Lynda Gilroy, from Darnick near Melrose, cares full‑time for her husband Bill, 66, who was diagnosed with MND in October 2024. She says the system is failing people with rapidly progressing, life‑shortening conditions, leaving families in fear, distress, and physical danger.
MND is a rapidly progressing terminal neurological illness, which stops signals from the brain reaching the muscles. This causes muscle weakness and wasting.
MND can rob someone of the ability to walk, talk, swallow and breathe. The average life expectancy of someone with MND is just 18 months from diagnosis. There is no cure or meaningful treatments.
For Lynda and her husband Bill, the speed of the disease has been devastating and made worse by delays, confusion, and barriers across local services. Their experience highlights what can happen when systems built for everyday cannot meet the needs of people facing a terminal disease like MND.

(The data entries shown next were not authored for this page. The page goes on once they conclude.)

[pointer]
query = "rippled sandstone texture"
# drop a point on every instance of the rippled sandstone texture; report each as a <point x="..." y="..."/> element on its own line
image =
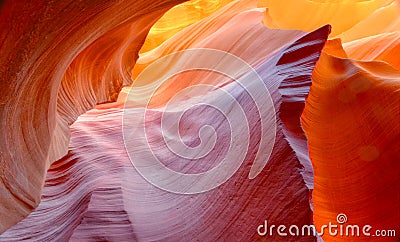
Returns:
<point x="103" y="196"/>
<point x="58" y="59"/>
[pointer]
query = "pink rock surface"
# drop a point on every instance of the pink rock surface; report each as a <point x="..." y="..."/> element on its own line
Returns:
<point x="95" y="193"/>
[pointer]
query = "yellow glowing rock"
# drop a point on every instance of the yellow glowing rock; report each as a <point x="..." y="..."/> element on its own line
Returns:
<point x="178" y="18"/>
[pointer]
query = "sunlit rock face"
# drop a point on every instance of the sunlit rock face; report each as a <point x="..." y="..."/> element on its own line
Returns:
<point x="235" y="113"/>
<point x="57" y="61"/>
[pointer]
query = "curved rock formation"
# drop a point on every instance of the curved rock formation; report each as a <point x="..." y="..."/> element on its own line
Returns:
<point x="96" y="193"/>
<point x="57" y="61"/>
<point x="352" y="124"/>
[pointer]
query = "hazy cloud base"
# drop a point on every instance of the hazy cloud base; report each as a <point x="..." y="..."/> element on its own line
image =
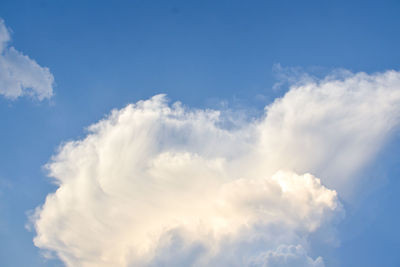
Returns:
<point x="160" y="185"/>
<point x="20" y="75"/>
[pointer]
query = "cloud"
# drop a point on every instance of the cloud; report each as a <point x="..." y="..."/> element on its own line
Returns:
<point x="20" y="75"/>
<point x="160" y="185"/>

Before his diagnosis, Bill was experiencing falls, severe pain, foot drop, and a sudden decline in mobility. By January 2025, just three months after diagnosis, he had lost the ability to walk and required a wheelchair full‑time. Lynda said: “It was getting really bad. His legs would just go from under him. It was just awful.” Bill’s MND has progressed significantly, and he now struggles with movement in his arms.

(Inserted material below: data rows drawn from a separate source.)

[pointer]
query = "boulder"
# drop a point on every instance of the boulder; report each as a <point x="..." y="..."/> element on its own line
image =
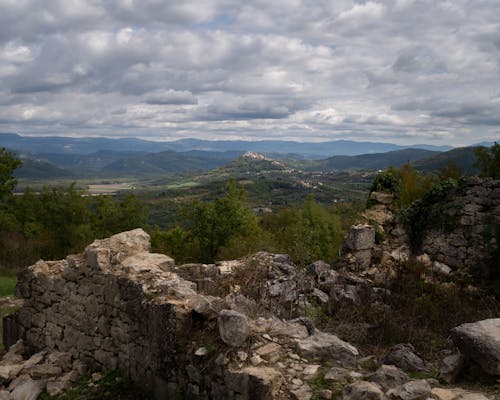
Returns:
<point x="388" y="377"/>
<point x="326" y="346"/>
<point x="362" y="390"/>
<point x="233" y="327"/>
<point x="323" y="274"/>
<point x="441" y="268"/>
<point x="360" y="237"/>
<point x="413" y="390"/>
<point x="451" y="367"/>
<point x="381" y="198"/>
<point x="403" y="355"/>
<point x="456" y="394"/>
<point x="28" y="390"/>
<point x="480" y="342"/>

Despite the progression of the disease, Bill has faced the challenge head-on. Lynda said, “He’s just accepted it. He remains upbeat and is dealing with it in the best way he can.”
For families like Lynda and Bill’s, one of the most distressing parts of journeying through a disease like MND is the system around it. Despite Bill’s MND diagnosis, home adaptations, including an accessible bathroom, took over a full year to begin. During this time, Lynda repeatedly chased multiple teams, often hearing nothing back and receiving inconsistent information about planning, permissions and timelines.
Lynda and Bill were told that adaptations had been approved in early 2025: “It took a year for the bathroom to get finished. My husband couldn’t shower for all that time. Throughout the process, we were repeatedly told ‘It just takes time; we’ve got to prioritise’. They would never give us a timescale. They just said it takes time – something we don’t have.”
A commode chair for Bill was delivered in the wrong size, meaning it could not fit through their bathroom door. Despite explaining that it was an emergency, Lynda received no response from occupational therapy for four days.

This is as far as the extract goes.